Oireachtas Joint and Select Committees
Tuesday, 5 December 2023
Joint Oireachtas Committee on Assisted Dying
Protecting Vulnerable People: Discussion
Dr. Rosaleen McDonagh:
I ask the Chair for an extra minute. I will try to be fast. Before answering the Senator, I want to say that in the real world, Senator Ruane and I are on the same page on many issues. I consider myself a libertarian, a feminist and an anti-racist advocate.
Those are all political ideologies which have the parameters for me to live a good life and to be generous towards other people. I hope I have done that and if I live long enough, I want to continue doing that.
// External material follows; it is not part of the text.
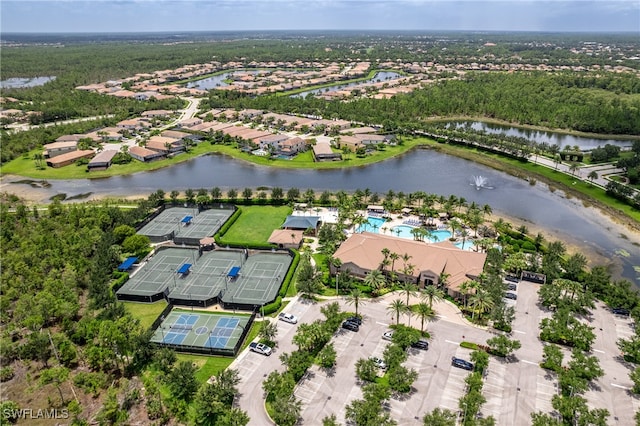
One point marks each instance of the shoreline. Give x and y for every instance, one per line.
x=41, y=196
The issue at hand is very complex for me. I am normally on the other side but I live in this body. I have lived in this body a long time. I have also held the bodies of cousins, friends and family members who have been cut down from a tree, pulled out of a river or taken out of a car after being in a car crash. Every time it comes to this discussion, I understand your difficulty because I understand my own. I suppose that is the difference between being disabled and not being disabled. I do not mean that in a facetious way. People will vote for you to be a Senator. People will never vote for me as a Senator. That is the way of the world. My fear is that when we set precedents, and we do set precedents, be they formal or informal, legal or general, the precedents then become the norm.
I have bad days. I have spent time in psychiatric institutions. I have had to wait a long time to get the mental health help I needed. I would still consider myself shaky. We saw the programme last week about young Patrick. I was invited to go on that programme but I could not do it because it is too raw. It is too near me.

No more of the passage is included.